The CMA has already shown its focus on the lifesciences sector.  On 24 June 2014, the CMA announced that it had opened an investigation into a suspected breach of Chapter II of the Competition Act 1998 and Article 102 of the TFEU, i.e. the UK and EU rules prohibiting the abuse of a dominant position.  It has released no further details on this case, other than confirming it relates to the pharmaceutical sector, but has stated that it aims to decide whether to proceed or close the investigation in October 2014. 

The CMA has two other ongoing investigations in the pharmaceutical sector, opened by the OFT.

  • On 19 April 2013, the OFT announced that it had sent a statement of objections to GlaxoSmithKline (GSK) and three generic companies, alleging that agreements between these parties, entered into to settle patent infringement actions, breached the Chapter I prohibition of the Competition Act 1998 and Article 101 of the TFEU.  The OFT's provisional view is that, under these agreements, the generic companies agreed, in return for substantial payments, to delay the launch of their generic versions of the drug paroxetine in competition with GSK's branded drug, reflecting recent EU cases on patent settlements (i.e.
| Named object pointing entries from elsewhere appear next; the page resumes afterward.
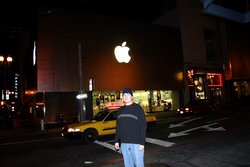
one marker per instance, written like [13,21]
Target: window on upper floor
[210,44]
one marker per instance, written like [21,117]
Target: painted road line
[159,142]
[218,120]
[207,127]
[107,145]
[28,141]
[181,124]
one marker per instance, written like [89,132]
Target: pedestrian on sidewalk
[131,131]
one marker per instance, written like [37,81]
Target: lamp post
[5,61]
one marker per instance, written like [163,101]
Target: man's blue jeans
[132,156]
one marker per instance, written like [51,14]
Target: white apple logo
[121,53]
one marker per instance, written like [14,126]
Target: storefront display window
[160,100]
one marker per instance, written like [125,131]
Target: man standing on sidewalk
[131,131]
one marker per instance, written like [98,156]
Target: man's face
[127,98]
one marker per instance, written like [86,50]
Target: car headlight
[73,130]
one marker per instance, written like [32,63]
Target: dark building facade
[73,48]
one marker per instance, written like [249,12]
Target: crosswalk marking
[159,142]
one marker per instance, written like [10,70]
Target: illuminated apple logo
[121,53]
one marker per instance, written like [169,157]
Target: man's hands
[141,147]
[117,146]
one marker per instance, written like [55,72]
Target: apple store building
[83,52]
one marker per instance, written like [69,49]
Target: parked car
[103,123]
[197,107]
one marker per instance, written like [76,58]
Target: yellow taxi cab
[103,123]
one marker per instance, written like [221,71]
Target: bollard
[42,124]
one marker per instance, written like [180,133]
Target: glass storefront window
[157,100]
Lundbeck and Servier). The OFT is also alleging that GSK has abused its dominant position in the market for the supply of paroxetine.
  • In May 2013, the OFT also announced on its website that it had launched a formal investigation into suspected breaches of competition law in relation to the supply of pharmaceutical products, but has since released no further details.

Finally, the OFT announced in March 2013 that it was conducting an investigation into alleged anti-competitive agreements in the supply of healthcare and medical equipment.

Conclusion – compliance in a strict environment

There can be no doubting that the commercial activity of pharmaceutical companies is likely to remain the subject of close scrutiny by the competition law authorities, with the recent Intel judgment and the recent Servier decision representing clear indications of the authorities’ continuing strict stance on two key infringements.   Above all, the Commission and national competition authorities clearly oppose, on competition law grounds, patent settlements with a value transfer.  Furthermore, on 30 June 2014, Commissioner Almunia stated that the Commission is likely to conduct more investigations into possible antitrust abuses in the pharmaceutical sector during its next mandate, staring in late 2014. 

In order to minimise the risk of being the subject of such scrutiny, companies with market-leading products should review their pricing policies to ensure that customer incentives could not be interpreted as exclusivity conditions.  Also, pharmaceutical companies who are considering a possible patent settlement would be well-advised to avoid value transfers and seek a demonstrable balance between the scope of the patent right and the positions of the parties with regard to that right.